Okay, so she knew because it was her job and she was good at it. And I was relieved: there is another way! Wow! Life with less pain, here I come!
This was ten years ago. I still don’t think I have figured out any of those other ways. Maybe I have become more tolerant of myself and others. Maybe I don’t throw my whole existence into things – I try to keep my innermost self safe. But I definitely do not “play it cool” and so the no pain, no gain axiom seems to be my companion still.
I don’t know about anyone who has achieved a lot without great effort. And although great effort is not the same as a lot of pain, I imagine that those who have followed their dreams or passions have had to make sacrifices and I believe some of those would have been rather painful.
Photo: Fanni Sarkadi, Victoria market, Melbourne
So I admit: I clearly have a more desperate take on our soon leaving Melbourne than my children. Apparently, they know more about the world than their sulking mother. Our youngest one, 6.5, says he feels two things at the same time which he thinks is a bit strange, but okay: he both wants to stay with his friends and teacher here AND is eager to start as a first-grader in Sweden and play in his room.
The oldest one is even more sophisticated and says she is ambivalent – she has made so many friends here and knows the best bargains in town, but has really missed her best friends from home as well as her music and is looking forward to those things, but not the weather. Not bad from kids when people spend years in dialectic behaviour therapy to accept conflicting feelings as a normal part of life.

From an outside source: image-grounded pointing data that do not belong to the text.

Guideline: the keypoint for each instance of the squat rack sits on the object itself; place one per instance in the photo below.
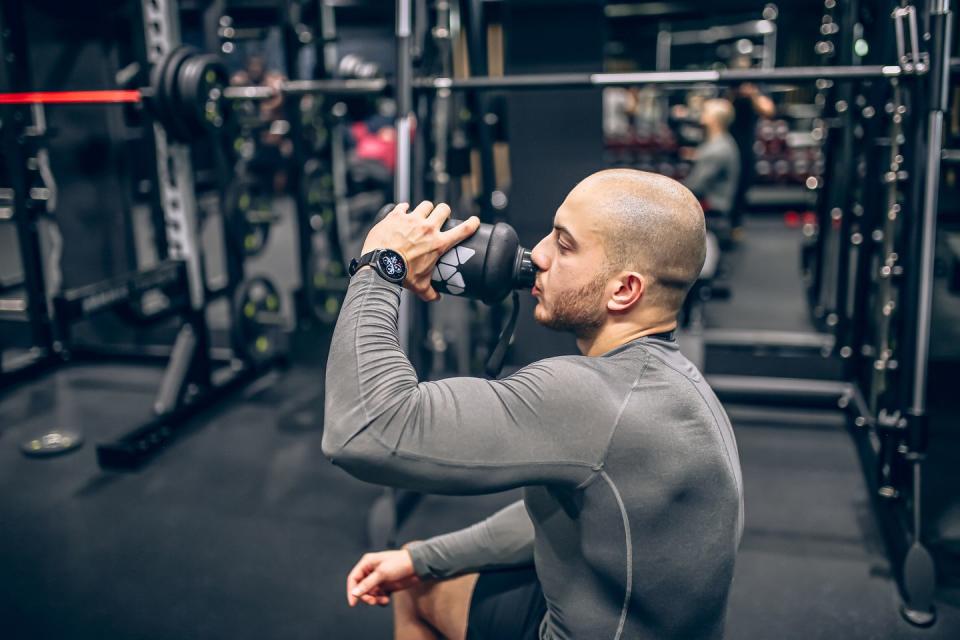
(930, 72)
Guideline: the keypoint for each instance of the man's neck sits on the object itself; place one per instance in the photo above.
(610, 337)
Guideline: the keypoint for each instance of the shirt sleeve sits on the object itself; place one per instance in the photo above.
(502, 541)
(454, 436)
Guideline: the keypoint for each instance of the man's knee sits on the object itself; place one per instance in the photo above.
(443, 604)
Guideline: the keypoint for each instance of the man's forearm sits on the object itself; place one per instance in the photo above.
(503, 540)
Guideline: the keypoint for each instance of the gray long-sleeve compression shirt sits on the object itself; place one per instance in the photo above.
(632, 507)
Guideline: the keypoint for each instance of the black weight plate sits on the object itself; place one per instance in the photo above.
(187, 93)
(177, 128)
(210, 74)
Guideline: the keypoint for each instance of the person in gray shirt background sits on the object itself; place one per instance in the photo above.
(715, 175)
(632, 506)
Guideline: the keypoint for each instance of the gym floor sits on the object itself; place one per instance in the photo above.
(242, 529)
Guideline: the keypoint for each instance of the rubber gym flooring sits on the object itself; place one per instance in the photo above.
(243, 530)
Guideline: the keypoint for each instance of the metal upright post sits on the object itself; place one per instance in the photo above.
(392, 507)
(404, 125)
(26, 202)
(919, 575)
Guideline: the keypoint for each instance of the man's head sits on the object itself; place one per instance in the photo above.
(717, 114)
(626, 247)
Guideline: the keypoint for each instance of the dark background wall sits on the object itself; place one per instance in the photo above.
(555, 136)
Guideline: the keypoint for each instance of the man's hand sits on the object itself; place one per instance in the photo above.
(417, 237)
(377, 575)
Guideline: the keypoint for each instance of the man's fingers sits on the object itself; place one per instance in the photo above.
(460, 232)
(367, 564)
(423, 209)
(440, 214)
(429, 295)
(400, 209)
(368, 583)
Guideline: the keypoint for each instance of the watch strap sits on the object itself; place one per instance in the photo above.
(362, 261)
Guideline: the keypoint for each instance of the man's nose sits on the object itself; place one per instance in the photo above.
(539, 255)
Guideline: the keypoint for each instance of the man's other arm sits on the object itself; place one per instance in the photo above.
(502, 541)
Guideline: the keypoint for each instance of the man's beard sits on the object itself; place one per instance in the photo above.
(579, 312)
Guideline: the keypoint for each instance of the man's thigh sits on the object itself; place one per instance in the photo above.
(506, 605)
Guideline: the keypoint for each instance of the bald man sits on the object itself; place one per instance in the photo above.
(632, 505)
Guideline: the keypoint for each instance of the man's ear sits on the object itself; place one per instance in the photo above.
(631, 286)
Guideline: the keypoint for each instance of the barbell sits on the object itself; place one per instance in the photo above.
(190, 95)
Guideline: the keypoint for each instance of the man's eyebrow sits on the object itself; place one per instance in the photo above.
(564, 230)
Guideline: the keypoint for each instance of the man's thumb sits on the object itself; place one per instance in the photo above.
(368, 583)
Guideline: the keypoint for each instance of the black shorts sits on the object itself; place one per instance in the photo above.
(506, 605)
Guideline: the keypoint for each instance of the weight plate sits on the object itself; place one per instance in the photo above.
(174, 120)
(250, 215)
(258, 320)
(328, 285)
(201, 82)
(51, 443)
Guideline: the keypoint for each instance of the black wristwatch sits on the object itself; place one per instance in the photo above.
(389, 264)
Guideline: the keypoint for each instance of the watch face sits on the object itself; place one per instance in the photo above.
(392, 265)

Our younger daughter (11) is also beyond her mother in development: she has developed object constancy (most 18-months-olds have) and knows that just because she won’t see her Aussie friends for some time they do not actually disappear. Whereas I behave as if everything that matters here would just be blown away at the bursts of the jet motors soon lifting us up in the air.
So while I sulk I try to tell myself: no pain – no gain, remember? For all the wonderful gains I have had during my sabbatical here, it is now time to cash in the pain.

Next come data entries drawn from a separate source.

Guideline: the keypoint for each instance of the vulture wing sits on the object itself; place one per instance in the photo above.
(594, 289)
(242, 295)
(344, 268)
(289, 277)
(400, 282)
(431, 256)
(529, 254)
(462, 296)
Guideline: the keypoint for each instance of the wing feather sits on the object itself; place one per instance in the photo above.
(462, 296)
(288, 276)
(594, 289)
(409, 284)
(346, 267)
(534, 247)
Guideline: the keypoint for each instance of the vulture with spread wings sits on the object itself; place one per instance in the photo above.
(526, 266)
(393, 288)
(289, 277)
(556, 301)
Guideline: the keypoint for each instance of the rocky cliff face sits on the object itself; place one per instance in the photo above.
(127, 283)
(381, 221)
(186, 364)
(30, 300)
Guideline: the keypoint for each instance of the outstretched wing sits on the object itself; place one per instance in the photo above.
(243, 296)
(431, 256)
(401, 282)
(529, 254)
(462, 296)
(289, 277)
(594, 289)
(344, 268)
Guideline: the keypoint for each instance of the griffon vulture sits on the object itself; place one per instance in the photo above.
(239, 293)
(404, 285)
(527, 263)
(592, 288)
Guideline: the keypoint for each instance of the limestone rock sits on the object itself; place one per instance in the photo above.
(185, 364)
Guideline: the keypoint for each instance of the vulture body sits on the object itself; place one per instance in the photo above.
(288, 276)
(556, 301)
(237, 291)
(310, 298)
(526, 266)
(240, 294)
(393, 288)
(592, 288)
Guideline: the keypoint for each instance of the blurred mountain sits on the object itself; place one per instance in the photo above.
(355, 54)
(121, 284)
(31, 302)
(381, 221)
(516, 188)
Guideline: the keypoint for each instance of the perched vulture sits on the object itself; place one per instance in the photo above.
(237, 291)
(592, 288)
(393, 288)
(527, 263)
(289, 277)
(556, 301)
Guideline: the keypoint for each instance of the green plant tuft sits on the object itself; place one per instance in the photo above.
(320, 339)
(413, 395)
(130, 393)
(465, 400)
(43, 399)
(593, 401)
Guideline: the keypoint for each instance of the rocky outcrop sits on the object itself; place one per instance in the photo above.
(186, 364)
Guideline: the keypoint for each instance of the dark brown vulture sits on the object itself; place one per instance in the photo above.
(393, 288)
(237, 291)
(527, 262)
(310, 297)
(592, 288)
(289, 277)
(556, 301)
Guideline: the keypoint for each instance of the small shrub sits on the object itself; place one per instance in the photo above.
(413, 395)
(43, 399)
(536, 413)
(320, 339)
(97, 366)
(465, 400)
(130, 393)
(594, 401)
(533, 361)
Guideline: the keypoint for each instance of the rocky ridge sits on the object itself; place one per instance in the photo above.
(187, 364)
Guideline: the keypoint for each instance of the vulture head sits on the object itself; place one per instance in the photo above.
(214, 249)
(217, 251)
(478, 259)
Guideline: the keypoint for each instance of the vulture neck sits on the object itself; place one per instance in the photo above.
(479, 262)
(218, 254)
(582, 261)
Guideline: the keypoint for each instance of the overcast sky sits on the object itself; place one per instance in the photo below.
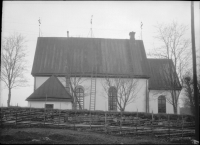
(111, 19)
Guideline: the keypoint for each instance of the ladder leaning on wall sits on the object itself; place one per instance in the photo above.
(93, 90)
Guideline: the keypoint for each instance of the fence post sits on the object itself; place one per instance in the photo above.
(182, 130)
(121, 122)
(90, 119)
(59, 114)
(169, 126)
(105, 123)
(1, 116)
(59, 118)
(16, 118)
(136, 122)
(44, 115)
(30, 116)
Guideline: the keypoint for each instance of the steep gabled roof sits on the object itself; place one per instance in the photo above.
(117, 57)
(159, 75)
(52, 89)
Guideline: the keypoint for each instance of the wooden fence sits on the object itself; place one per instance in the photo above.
(117, 123)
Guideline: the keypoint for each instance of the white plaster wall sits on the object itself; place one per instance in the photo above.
(57, 105)
(153, 101)
(139, 102)
(102, 97)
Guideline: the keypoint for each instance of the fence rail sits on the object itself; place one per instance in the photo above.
(110, 122)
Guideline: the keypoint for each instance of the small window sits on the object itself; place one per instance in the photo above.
(161, 104)
(49, 106)
(80, 97)
(112, 99)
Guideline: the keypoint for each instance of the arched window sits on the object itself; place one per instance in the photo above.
(80, 97)
(161, 104)
(112, 99)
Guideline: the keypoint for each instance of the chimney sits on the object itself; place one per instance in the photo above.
(132, 35)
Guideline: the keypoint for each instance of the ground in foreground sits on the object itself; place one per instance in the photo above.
(64, 136)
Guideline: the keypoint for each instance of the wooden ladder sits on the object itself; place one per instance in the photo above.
(93, 91)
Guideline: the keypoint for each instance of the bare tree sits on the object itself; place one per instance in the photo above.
(175, 47)
(189, 100)
(126, 90)
(13, 63)
(72, 82)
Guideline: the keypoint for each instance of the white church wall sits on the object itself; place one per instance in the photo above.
(153, 101)
(101, 95)
(57, 105)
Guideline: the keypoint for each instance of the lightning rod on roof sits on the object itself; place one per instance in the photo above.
(39, 26)
(141, 30)
(91, 27)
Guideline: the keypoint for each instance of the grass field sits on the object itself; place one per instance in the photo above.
(64, 136)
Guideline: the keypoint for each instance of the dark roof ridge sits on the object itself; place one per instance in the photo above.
(159, 58)
(87, 38)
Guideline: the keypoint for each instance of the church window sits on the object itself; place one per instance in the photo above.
(80, 97)
(161, 104)
(112, 99)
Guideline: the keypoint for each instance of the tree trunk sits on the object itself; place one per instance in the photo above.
(9, 97)
(175, 109)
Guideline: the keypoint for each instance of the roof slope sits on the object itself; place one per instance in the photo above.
(118, 57)
(52, 89)
(159, 75)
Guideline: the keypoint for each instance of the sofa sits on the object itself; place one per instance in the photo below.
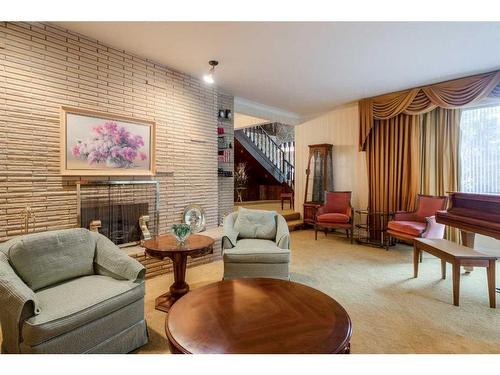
(256, 243)
(70, 291)
(336, 213)
(420, 223)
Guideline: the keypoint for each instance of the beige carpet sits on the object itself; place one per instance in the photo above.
(391, 312)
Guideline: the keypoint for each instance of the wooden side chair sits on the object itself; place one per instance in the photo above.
(420, 223)
(336, 213)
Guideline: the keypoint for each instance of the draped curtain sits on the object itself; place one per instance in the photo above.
(450, 94)
(393, 157)
(439, 170)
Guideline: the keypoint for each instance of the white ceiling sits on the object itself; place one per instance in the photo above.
(308, 68)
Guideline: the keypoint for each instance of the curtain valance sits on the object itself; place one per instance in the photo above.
(450, 94)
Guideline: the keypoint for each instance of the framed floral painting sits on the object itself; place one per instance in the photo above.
(103, 144)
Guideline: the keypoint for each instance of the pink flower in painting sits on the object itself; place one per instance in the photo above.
(111, 144)
(75, 150)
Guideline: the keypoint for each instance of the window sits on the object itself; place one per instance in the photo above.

During my walk today I really did try and consider some other possible ways that allegedly exist. But to no avail. All that happened was that I ended up asking myself: Why did we have to do this in the first place? I hate change! My temperament likes predictability, I am not especially tolerant to the stresses of packing and moving, and I hate the idea of changing seasons to opposites. Especially when it means going to cold and dark from warm and light.
It would be nice to finish on a more hopeful note, but hey, guess what I felt when my group gave me a signed photo of themselves to take with me on my journey when I left Sweden in August? And I really didn’t want to leave and asked myself why on Earth we wanted to do this in the first place…
So I listen to Hey Jude played at the Monserrat concert finale by Paul McCartney himself:
For well you know that it’s a fool who plays it cool
By making his world a little colder…
I remind myself that “playing it hot” costs and roll with the punch.